Ok so looking back at my 20s I reflect on the army (joined at 19) and how the only good..i'm sorry BEST thing to come out of that mistake is my long lasting continuing 10year friendship with my bff Chris and his wife Tiffany aka my family. If I had to go through that f'n hell all over again, I would do it just cause they are worth it. I got my first fourplex out of it too when I turned 20. The commander would not sign off on me owning property because I was so young and what would I know about managing properties. The bank did not want to proceed without having that letter. IDK where I got my business savvy mind but I told them that if they did NOT process that loan, another bank would. I refuse to let someone in the army dictate my financial situation. Got the loan, and the closed. The commander did not want to give me BAQ to live off-post so I maintained a room in the barracks. One day someone was living in MY space though! Ohhhh HELLLZ nah! I may not live there, but that room is MINE unless you gimme my money. Got back paid two months BAQ! So that was my first property and of course being me not caring what the commander or army thought. Mike does Mike. Period.

So the army days lasted till OCT 2004. After that I took a holiday and got my MCSE! I moved in with my besties (for like 6mos) and bought another 4plex (sold the other one in 2003. What a dump!). This 4plex was beautiful and right off the golf course! Was a real cash cow even till the end (netting 16 off of it). I moved to Kuwait in 2005-2007DEC. I loved being in the desert. This was the first time I got to be a six figga n***a! I was rocking my HS Diploma and showing myself and the world what you can do. I achieved my goal a year early of earning that money by 25. I did it. Good feeling of accomplishment. That's years 24-26.

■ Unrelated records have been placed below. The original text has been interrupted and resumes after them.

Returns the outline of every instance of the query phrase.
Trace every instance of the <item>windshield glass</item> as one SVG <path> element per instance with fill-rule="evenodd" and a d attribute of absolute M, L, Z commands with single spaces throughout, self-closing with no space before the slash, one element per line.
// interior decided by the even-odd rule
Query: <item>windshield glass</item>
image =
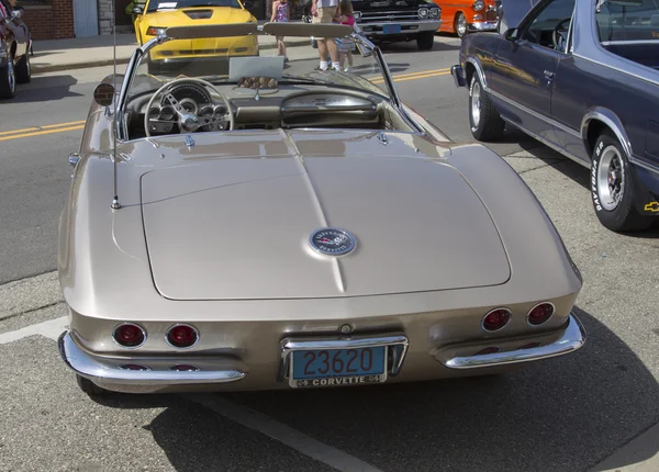
<path fill-rule="evenodd" d="M 659 40 L 659 0 L 603 0 L 595 19 L 603 43 Z"/>
<path fill-rule="evenodd" d="M 231 26 L 235 25 L 226 25 Z M 170 40 L 158 44 L 142 58 L 127 101 L 150 97 L 165 83 L 182 77 L 206 80 L 231 98 L 254 97 L 257 88 L 261 97 L 281 97 L 314 88 L 355 90 L 390 99 L 375 55 L 362 57 L 354 40 L 347 36 L 332 40 L 340 43 L 338 48 L 345 53 L 343 68 L 338 70 L 319 70 L 321 58 L 312 36 L 290 36 L 284 41 L 289 44 L 286 59 L 278 53 L 276 37 L 265 33 Z"/>
<path fill-rule="evenodd" d="M 164 1 L 164 0 L 150 0 L 148 2 L 147 13 L 155 11 L 172 10 L 181 8 L 194 8 L 194 7 L 230 7 L 241 8 L 238 0 L 178 0 L 178 1 Z"/>

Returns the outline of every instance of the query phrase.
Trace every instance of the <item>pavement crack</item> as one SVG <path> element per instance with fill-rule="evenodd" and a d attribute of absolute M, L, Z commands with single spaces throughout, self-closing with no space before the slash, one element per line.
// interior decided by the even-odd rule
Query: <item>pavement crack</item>
<path fill-rule="evenodd" d="M 532 169 L 520 170 L 520 171 L 517 171 L 517 173 L 521 176 L 523 173 L 527 173 L 527 172 L 530 172 L 530 171 L 534 171 L 534 170 L 538 170 L 538 169 L 544 169 L 546 167 L 554 167 L 555 168 L 556 166 L 558 166 L 559 164 L 562 164 L 562 162 L 563 162 L 562 160 L 558 160 L 556 162 L 544 162 L 541 166 L 534 167 Z"/>
<path fill-rule="evenodd" d="M 0 317 L 0 322 L 5 322 L 8 319 L 12 319 L 15 318 L 16 316 L 23 316 L 23 315 L 27 315 L 30 313 L 34 313 L 34 312 L 38 312 L 40 310 L 44 310 L 44 308 L 49 308 L 52 306 L 57 306 L 57 305 L 62 305 L 64 302 L 54 302 L 54 303 L 48 303 L 47 305 L 43 305 L 43 306 L 38 306 L 36 308 L 30 308 L 30 310 L 25 310 L 24 312 L 16 312 L 16 313 L 12 313 L 10 315 Z"/>

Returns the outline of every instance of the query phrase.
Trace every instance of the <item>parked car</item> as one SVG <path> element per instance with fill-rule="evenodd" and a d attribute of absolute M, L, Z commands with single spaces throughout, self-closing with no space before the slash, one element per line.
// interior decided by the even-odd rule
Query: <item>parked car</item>
<path fill-rule="evenodd" d="M 659 7 L 652 0 L 503 0 L 501 34 L 462 40 L 480 141 L 521 128 L 590 168 L 600 222 L 646 229 L 659 215 Z"/>
<path fill-rule="evenodd" d="M 247 10 L 252 2 L 241 0 L 135 0 L 135 34 L 137 43 L 144 45 L 157 37 L 169 26 L 254 23 L 256 18 Z M 167 47 L 150 52 L 149 67 L 153 74 L 166 68 L 180 68 L 191 58 L 213 61 L 230 56 L 255 56 L 258 53 L 256 37 L 243 36 L 239 41 L 224 37 L 178 40 Z M 178 63 L 178 65 L 176 64 Z"/>
<path fill-rule="evenodd" d="M 442 9 L 439 31 L 455 33 L 458 37 L 474 31 L 496 31 L 495 0 L 476 0 L 456 2 L 453 0 L 433 0 Z"/>
<path fill-rule="evenodd" d="M 169 27 L 98 86 L 58 246 L 58 345 L 85 392 L 491 374 L 583 345 L 581 276 L 533 192 L 401 102 L 351 32 Z M 349 72 L 316 70 L 308 44 L 288 63 L 232 57 L 224 76 L 148 75 L 148 52 L 209 35 L 359 53 Z"/>
<path fill-rule="evenodd" d="M 303 21 L 311 23 L 311 5 Z M 442 25 L 442 9 L 432 0 L 353 0 L 355 23 L 375 44 L 416 41 L 420 49 L 432 49 Z"/>
<path fill-rule="evenodd" d="M 32 79 L 30 29 L 23 22 L 23 9 L 12 10 L 0 0 L 0 99 L 13 99 L 16 83 L 27 83 Z"/>

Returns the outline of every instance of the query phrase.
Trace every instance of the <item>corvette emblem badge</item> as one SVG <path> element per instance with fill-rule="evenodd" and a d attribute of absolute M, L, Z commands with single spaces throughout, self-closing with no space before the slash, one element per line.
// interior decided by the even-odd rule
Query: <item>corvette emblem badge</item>
<path fill-rule="evenodd" d="M 338 228 L 321 228 L 311 234 L 309 244 L 317 252 L 343 256 L 355 249 L 355 237 Z"/>

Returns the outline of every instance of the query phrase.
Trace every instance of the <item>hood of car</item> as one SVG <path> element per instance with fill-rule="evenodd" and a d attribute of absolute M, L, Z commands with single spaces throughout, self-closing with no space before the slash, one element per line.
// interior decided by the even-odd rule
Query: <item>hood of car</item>
<path fill-rule="evenodd" d="M 204 24 L 245 23 L 252 19 L 247 10 L 232 7 L 194 7 L 147 13 L 148 26 L 197 26 Z"/>
<path fill-rule="evenodd" d="M 389 132 L 386 141 L 331 131 L 233 136 L 224 145 L 203 134 L 189 147 L 183 136 L 141 145 L 185 161 L 141 179 L 163 296 L 337 297 L 509 280 L 487 207 L 427 141 Z"/>

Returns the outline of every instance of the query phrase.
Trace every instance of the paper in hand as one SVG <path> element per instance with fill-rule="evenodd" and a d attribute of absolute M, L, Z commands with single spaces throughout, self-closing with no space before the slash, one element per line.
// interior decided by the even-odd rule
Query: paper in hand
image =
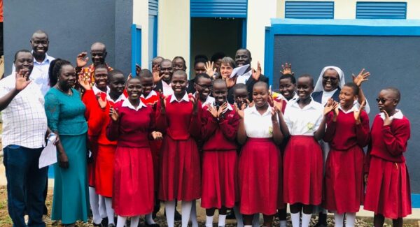
<path fill-rule="evenodd" d="M 52 165 L 57 162 L 57 147 L 54 145 L 56 138 L 56 136 L 50 136 L 48 138 L 47 146 L 41 152 L 38 163 L 39 168 Z"/>
<path fill-rule="evenodd" d="M 249 64 L 247 64 L 247 65 L 244 65 L 244 66 L 237 67 L 237 68 L 234 68 L 233 71 L 232 71 L 232 74 L 230 74 L 230 76 L 229 78 L 233 78 L 237 75 L 242 75 L 242 74 L 245 73 L 245 71 L 246 71 L 246 69 L 248 69 L 248 67 L 249 67 Z"/>

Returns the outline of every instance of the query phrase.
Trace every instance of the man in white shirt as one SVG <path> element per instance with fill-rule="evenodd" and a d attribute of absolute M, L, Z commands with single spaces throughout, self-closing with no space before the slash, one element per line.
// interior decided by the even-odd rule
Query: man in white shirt
<path fill-rule="evenodd" d="M 48 91 L 50 85 L 48 82 L 48 69 L 50 63 L 55 59 L 54 57 L 47 54 L 50 41 L 46 32 L 38 30 L 32 34 L 29 41 L 32 47 L 32 54 L 34 55 L 34 69 L 30 75 L 30 79 L 41 88 L 43 95 Z M 12 67 L 12 75 L 15 73 L 15 65 Z"/>
<path fill-rule="evenodd" d="M 45 144 L 47 117 L 43 96 L 29 80 L 34 56 L 27 50 L 15 54 L 15 71 L 0 80 L 3 118 L 4 164 L 7 178 L 8 213 L 14 226 L 45 226 L 42 219 L 47 168 L 38 168 Z"/>

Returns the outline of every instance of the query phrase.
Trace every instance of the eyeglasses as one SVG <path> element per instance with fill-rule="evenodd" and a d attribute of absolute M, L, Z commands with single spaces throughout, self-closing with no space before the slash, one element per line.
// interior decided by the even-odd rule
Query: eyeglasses
<path fill-rule="evenodd" d="M 331 76 L 325 76 L 325 75 L 323 75 L 323 76 L 322 77 L 322 79 L 323 79 L 323 80 L 326 80 L 326 80 L 331 80 L 331 81 L 337 81 L 337 80 L 338 80 L 338 78 L 333 78 L 333 77 L 331 77 Z"/>
<path fill-rule="evenodd" d="M 200 86 L 203 89 L 208 89 L 209 90 L 211 90 L 211 88 L 213 87 L 213 86 L 211 86 L 211 85 L 200 85 L 200 84 L 197 84 L 197 83 L 196 83 L 196 85 Z"/>

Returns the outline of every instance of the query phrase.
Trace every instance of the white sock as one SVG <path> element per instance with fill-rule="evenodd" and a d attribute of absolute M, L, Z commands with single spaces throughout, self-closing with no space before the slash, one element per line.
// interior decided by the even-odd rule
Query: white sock
<path fill-rule="evenodd" d="M 252 219 L 252 226 L 253 227 L 260 227 L 260 214 L 254 214 Z"/>
<path fill-rule="evenodd" d="M 239 212 L 239 207 L 235 205 L 233 207 L 233 211 L 234 212 L 234 217 L 237 219 L 237 227 L 244 227 L 244 219 L 242 218 L 242 214 Z"/>
<path fill-rule="evenodd" d="M 213 216 L 206 215 L 206 227 L 213 227 Z"/>
<path fill-rule="evenodd" d="M 146 222 L 147 222 L 147 224 L 149 225 L 156 224 L 156 222 L 155 222 L 155 221 L 153 220 L 153 213 L 146 214 L 145 219 Z"/>
<path fill-rule="evenodd" d="M 117 226 L 116 227 L 124 227 L 124 226 L 125 225 L 126 220 L 127 220 L 127 217 L 118 215 L 118 218 L 117 219 Z"/>
<path fill-rule="evenodd" d="M 95 224 L 100 224 L 102 221 L 102 218 L 99 215 L 99 204 L 98 194 L 94 187 L 89 187 L 89 202 L 90 203 L 90 209 L 92 209 L 92 215 L 93 216 L 93 222 Z"/>
<path fill-rule="evenodd" d="M 287 227 L 287 221 L 280 221 L 280 227 Z"/>
<path fill-rule="evenodd" d="M 99 215 L 102 219 L 108 217 L 106 214 L 106 205 L 105 205 L 105 197 L 98 195 L 99 198 Z"/>
<path fill-rule="evenodd" d="M 106 216 L 108 217 L 108 224 L 115 224 L 113 221 L 114 212 L 113 209 L 112 209 L 112 198 L 104 197 L 104 200 L 105 200 L 105 208 L 106 210 Z"/>
<path fill-rule="evenodd" d="M 168 227 L 174 227 L 175 222 L 175 200 L 165 201 L 164 210 L 167 216 L 167 223 Z"/>
<path fill-rule="evenodd" d="M 181 203 L 181 214 L 182 214 L 182 227 L 188 227 L 191 214 L 192 201 L 182 201 Z"/>
<path fill-rule="evenodd" d="M 309 227 L 309 222 L 311 222 L 311 217 L 312 217 L 312 214 L 307 214 L 304 213 L 302 213 L 302 227 Z"/>
<path fill-rule="evenodd" d="M 344 214 L 334 213 L 334 226 L 335 227 L 343 227 L 343 222 L 344 221 Z"/>
<path fill-rule="evenodd" d="M 140 216 L 132 217 L 130 227 L 137 227 L 139 226 L 139 221 L 140 221 Z"/>
<path fill-rule="evenodd" d="M 219 214 L 219 220 L 218 226 L 225 227 L 226 226 L 226 214 Z"/>
<path fill-rule="evenodd" d="M 198 227 L 198 221 L 197 221 L 197 205 L 195 200 L 192 200 L 192 206 L 191 207 L 190 219 L 191 219 L 191 226 Z"/>
<path fill-rule="evenodd" d="M 346 213 L 346 227 L 354 227 L 356 213 Z"/>
<path fill-rule="evenodd" d="M 298 212 L 298 213 L 290 212 L 290 217 L 292 218 L 292 226 L 300 227 L 300 212 Z"/>

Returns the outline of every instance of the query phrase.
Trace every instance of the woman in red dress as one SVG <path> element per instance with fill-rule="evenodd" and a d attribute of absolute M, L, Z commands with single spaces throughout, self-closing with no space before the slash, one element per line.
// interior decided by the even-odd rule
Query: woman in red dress
<path fill-rule="evenodd" d="M 140 100 L 142 87 L 138 78 L 127 83 L 127 99 L 111 108 L 106 129 L 110 140 L 117 141 L 113 172 L 113 206 L 118 215 L 117 227 L 127 217 L 136 227 L 140 215 L 153 210 L 153 166 L 149 139 L 162 138 L 154 131 L 155 116 L 150 106 Z"/>
<path fill-rule="evenodd" d="M 410 121 L 400 110 L 398 89 L 382 89 L 377 101 L 382 113 L 372 125 L 366 159 L 367 181 L 364 208 L 374 212 L 374 226 L 392 219 L 393 226 L 402 227 L 402 218 L 411 214 L 410 177 L 404 152 L 410 138 Z"/>

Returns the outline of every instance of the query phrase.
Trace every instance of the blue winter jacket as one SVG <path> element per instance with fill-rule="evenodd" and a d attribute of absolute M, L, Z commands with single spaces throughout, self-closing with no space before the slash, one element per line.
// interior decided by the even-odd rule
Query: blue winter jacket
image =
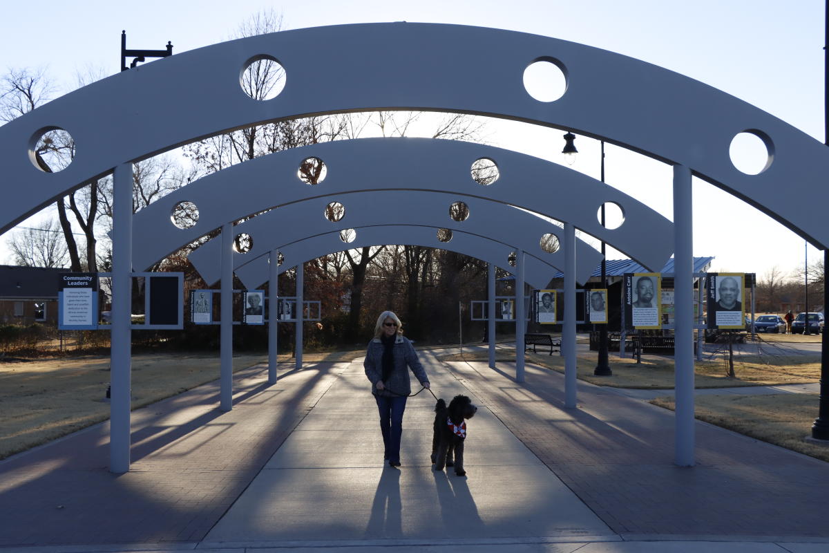
<path fill-rule="evenodd" d="M 380 338 L 373 338 L 368 342 L 363 367 L 366 369 L 366 376 L 371 381 L 372 394 L 386 397 L 409 395 L 411 393 L 411 381 L 409 378 L 407 366 L 414 373 L 420 384 L 429 382 L 426 371 L 417 357 L 417 352 L 414 351 L 411 340 L 398 335 L 392 352 L 395 357 L 395 367 L 388 380 L 384 382 L 385 389 L 377 390 L 377 382 L 383 375 L 383 342 Z"/>

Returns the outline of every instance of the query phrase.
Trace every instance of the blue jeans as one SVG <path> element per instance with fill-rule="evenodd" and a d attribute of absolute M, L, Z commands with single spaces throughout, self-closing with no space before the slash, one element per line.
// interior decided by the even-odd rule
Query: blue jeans
<path fill-rule="evenodd" d="M 400 462 L 400 436 L 403 435 L 403 411 L 406 409 L 404 397 L 375 395 L 380 410 L 380 430 L 383 433 L 385 456 L 394 463 Z"/>

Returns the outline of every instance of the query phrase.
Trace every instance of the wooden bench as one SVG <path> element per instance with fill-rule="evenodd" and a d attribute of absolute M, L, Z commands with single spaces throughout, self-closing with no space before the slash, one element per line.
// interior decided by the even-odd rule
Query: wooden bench
<path fill-rule="evenodd" d="M 643 353 L 674 354 L 674 337 L 672 336 L 633 336 L 633 337 L 634 350 L 638 345 L 642 347 Z"/>
<path fill-rule="evenodd" d="M 552 355 L 554 351 L 559 351 L 553 350 L 554 347 L 561 347 L 561 341 L 553 340 L 553 337 L 550 334 L 531 334 L 528 332 L 524 335 L 524 351 L 526 352 L 530 346 L 532 346 L 533 353 L 537 353 L 536 347 L 541 346 L 549 347 L 550 355 Z"/>

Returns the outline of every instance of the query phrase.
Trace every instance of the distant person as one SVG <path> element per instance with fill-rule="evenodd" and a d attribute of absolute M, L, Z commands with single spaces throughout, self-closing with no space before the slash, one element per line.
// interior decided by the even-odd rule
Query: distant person
<path fill-rule="evenodd" d="M 555 313 L 553 305 L 553 294 L 545 292 L 541 294 L 541 303 L 538 306 L 538 313 Z"/>
<path fill-rule="evenodd" d="M 207 313 L 208 307 L 205 293 L 199 292 L 199 297 L 196 298 L 196 313 Z"/>
<path fill-rule="evenodd" d="M 590 308 L 597 313 L 604 311 L 604 294 L 594 292 L 590 294 Z"/>
<path fill-rule="evenodd" d="M 245 315 L 262 314 L 262 297 L 258 293 L 248 294 L 248 307 L 245 309 Z"/>
<path fill-rule="evenodd" d="M 633 307 L 638 308 L 653 308 L 653 279 L 639 277 L 636 281 L 636 301 Z"/>
<path fill-rule="evenodd" d="M 715 311 L 742 311 L 743 304 L 739 302 L 739 284 L 734 277 L 724 277 L 720 279 L 717 288 L 720 299 L 715 304 Z"/>

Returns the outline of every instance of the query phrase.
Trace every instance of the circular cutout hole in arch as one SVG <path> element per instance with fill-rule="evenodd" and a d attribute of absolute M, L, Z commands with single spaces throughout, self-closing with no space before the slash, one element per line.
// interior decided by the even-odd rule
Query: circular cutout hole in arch
<path fill-rule="evenodd" d="M 60 127 L 46 127 L 32 137 L 29 159 L 43 172 L 58 172 L 75 158 L 75 139 Z"/>
<path fill-rule="evenodd" d="M 559 242 L 559 237 L 550 232 L 541 235 L 541 240 L 539 241 L 539 245 L 541 246 L 541 250 L 548 254 L 555 254 L 559 250 L 559 248 L 561 247 L 561 245 Z"/>
<path fill-rule="evenodd" d="M 602 223 L 602 207 L 604 207 L 604 223 Z M 608 230 L 615 230 L 624 223 L 624 210 L 615 201 L 605 201 L 596 211 L 596 220 Z"/>
<path fill-rule="evenodd" d="M 469 218 L 469 206 L 463 201 L 455 201 L 449 206 L 449 217 L 458 222 L 466 221 Z"/>
<path fill-rule="evenodd" d="M 438 229 L 438 241 L 448 242 L 452 240 L 452 230 L 449 229 Z"/>
<path fill-rule="evenodd" d="M 489 158 L 476 159 L 472 164 L 471 172 L 472 180 L 483 187 L 488 187 L 501 177 L 498 164 Z"/>
<path fill-rule="evenodd" d="M 332 223 L 346 216 L 346 206 L 339 201 L 332 201 L 325 206 L 325 218 Z"/>
<path fill-rule="evenodd" d="M 567 70 L 552 57 L 541 57 L 524 70 L 524 90 L 539 102 L 555 102 L 567 91 Z"/>
<path fill-rule="evenodd" d="M 759 175 L 774 161 L 774 143 L 763 131 L 749 129 L 738 133 L 731 139 L 729 157 L 740 172 Z"/>
<path fill-rule="evenodd" d="M 354 229 L 343 229 L 340 230 L 340 240 L 346 244 L 351 244 L 357 237 L 357 231 Z"/>
<path fill-rule="evenodd" d="M 254 237 L 246 232 L 238 234 L 233 239 L 233 251 L 237 254 L 246 254 L 254 247 Z"/>
<path fill-rule="evenodd" d="M 311 186 L 324 181 L 327 174 L 328 167 L 319 158 L 306 158 L 299 163 L 299 168 L 297 169 L 297 177 L 299 180 Z"/>
<path fill-rule="evenodd" d="M 199 208 L 192 201 L 179 201 L 170 212 L 170 221 L 180 229 L 191 229 L 199 222 Z"/>
<path fill-rule="evenodd" d="M 273 99 L 285 88 L 285 70 L 273 56 L 255 56 L 245 62 L 239 85 L 254 99 Z"/>

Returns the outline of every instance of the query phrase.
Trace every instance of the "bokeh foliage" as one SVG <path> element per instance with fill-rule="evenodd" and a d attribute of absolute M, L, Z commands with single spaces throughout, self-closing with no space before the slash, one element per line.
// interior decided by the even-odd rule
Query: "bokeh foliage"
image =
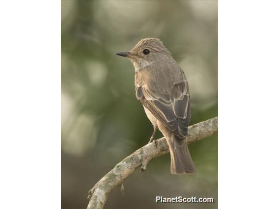
<path fill-rule="evenodd" d="M 217 3 L 61 1 L 62 208 L 85 208 L 91 187 L 152 133 L 135 95 L 134 68 L 115 52 L 141 38 L 160 38 L 189 80 L 191 124 L 218 115 Z M 124 183 L 125 195 L 115 190 L 105 208 L 216 208 L 217 136 L 189 147 L 195 174 L 171 175 L 167 155 L 137 171 Z M 156 204 L 156 196 L 212 197 L 215 203 Z"/>

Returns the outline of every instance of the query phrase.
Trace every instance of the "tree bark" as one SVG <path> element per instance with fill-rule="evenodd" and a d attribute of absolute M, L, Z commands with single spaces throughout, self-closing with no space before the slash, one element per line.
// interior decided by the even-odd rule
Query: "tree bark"
<path fill-rule="evenodd" d="M 188 144 L 212 136 L 218 132 L 218 117 L 189 127 L 187 136 Z M 88 192 L 87 209 L 102 209 L 112 191 L 120 186 L 124 195 L 124 181 L 138 167 L 144 171 L 149 161 L 168 153 L 165 137 L 148 144 L 127 157 L 104 176 Z"/>

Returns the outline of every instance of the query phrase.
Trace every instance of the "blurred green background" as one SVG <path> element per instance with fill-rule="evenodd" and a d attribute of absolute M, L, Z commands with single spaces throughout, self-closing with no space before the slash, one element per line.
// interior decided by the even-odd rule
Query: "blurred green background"
<path fill-rule="evenodd" d="M 62 0 L 61 7 L 61 208 L 85 209 L 87 191 L 153 131 L 136 98 L 134 67 L 115 52 L 160 38 L 187 77 L 191 124 L 218 115 L 218 2 Z M 189 149 L 195 174 L 170 174 L 166 155 L 136 171 L 124 182 L 125 196 L 115 189 L 105 208 L 217 208 L 217 136 Z M 215 202 L 156 204 L 156 196 Z"/>

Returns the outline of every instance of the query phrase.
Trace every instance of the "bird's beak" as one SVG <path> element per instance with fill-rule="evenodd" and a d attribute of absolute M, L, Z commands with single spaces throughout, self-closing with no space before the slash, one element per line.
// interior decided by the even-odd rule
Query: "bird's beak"
<path fill-rule="evenodd" d="M 132 53 L 129 52 L 116 52 L 116 54 L 122 56 L 127 56 L 128 57 L 132 56 Z"/>

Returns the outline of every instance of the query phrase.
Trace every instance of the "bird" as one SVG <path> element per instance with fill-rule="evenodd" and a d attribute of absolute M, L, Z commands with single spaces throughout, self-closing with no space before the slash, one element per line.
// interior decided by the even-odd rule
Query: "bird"
<path fill-rule="evenodd" d="M 184 71 L 157 38 L 144 38 L 130 51 L 116 54 L 129 58 L 135 68 L 136 97 L 154 128 L 149 143 L 155 142 L 159 129 L 169 148 L 170 172 L 193 173 L 195 169 L 186 141 L 191 113 Z"/>

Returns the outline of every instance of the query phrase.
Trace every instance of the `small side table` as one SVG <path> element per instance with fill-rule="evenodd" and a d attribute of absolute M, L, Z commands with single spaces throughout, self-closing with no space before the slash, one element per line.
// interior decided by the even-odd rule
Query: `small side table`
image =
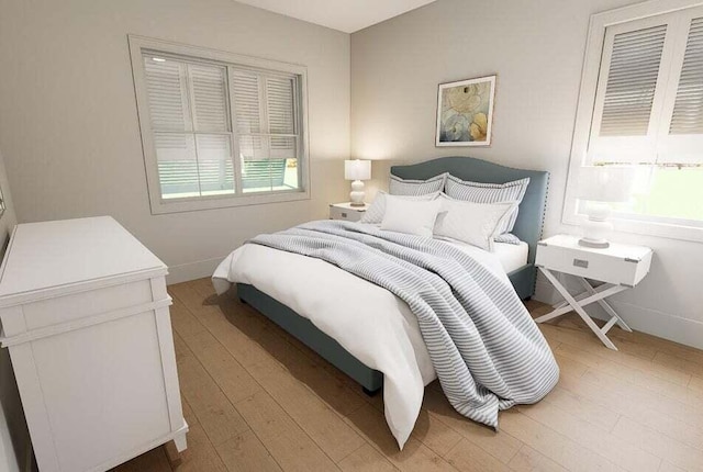
<path fill-rule="evenodd" d="M 352 206 L 352 203 L 333 203 L 330 205 L 330 220 L 358 222 L 369 205 Z"/>
<path fill-rule="evenodd" d="M 625 321 L 605 301 L 606 297 L 637 285 L 649 272 L 652 250 L 644 246 L 613 244 L 606 249 L 594 249 L 579 246 L 579 237 L 557 235 L 537 243 L 535 266 L 551 282 L 565 301 L 554 305 L 554 311 L 535 319 L 544 323 L 576 311 L 595 336 L 610 349 L 617 350 L 613 341 L 606 336 L 607 331 L 617 324 L 626 331 L 632 331 Z M 585 289 L 573 296 L 555 276 L 562 272 L 574 276 Z M 603 282 L 598 286 L 587 280 Z M 583 310 L 591 303 L 598 303 L 611 318 L 601 328 Z"/>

26-Present I would say focuses on myself coming out of the closet. This was very difficult for me to do. I always wanted the wife, picket fence, and kids (especially to play with my BFFs kids). That wasn't in God's plan though and I threw the towel in. I was tired of never having a relationship and being 26. I wanted to know what love was and have someone else love me. So I've been knocked down and got up and fell down again. Patience is something that will develop with age I suppose. I fell in love with my hero (Marlon) and a heartbreaker who lied to me (Darrell). I have my walls up, I date now but find it hard to be vulnerable just cause I hate the PAIN that comes with love. I seriously do want my prince charming but in time that will come. I have a great group of friends and love that my BFFs live only 40mins away. Some friends have disappeared or just plain nix'ed having me as a friend (PS-And i frankly dont give a f***).

Maybe 30 will be the best decade of my life! But to sum up what's going on now, I'm 29, have a terrific dog that I love and she loves me and a new job! I am a Microsoft Engineer! F'n did it! To all those who want to shine and excel in life here's a tip. It's not the piece of paper that you hang on a wall.
...
....it's that CPU in-between your EARS!

Tomorrow is my first day on the job! I will be re-hiring my maids and getting a dog walking service for lil miss Reese. Gym will have to be done around 8pm. Pre-30s are great! Bring it on June!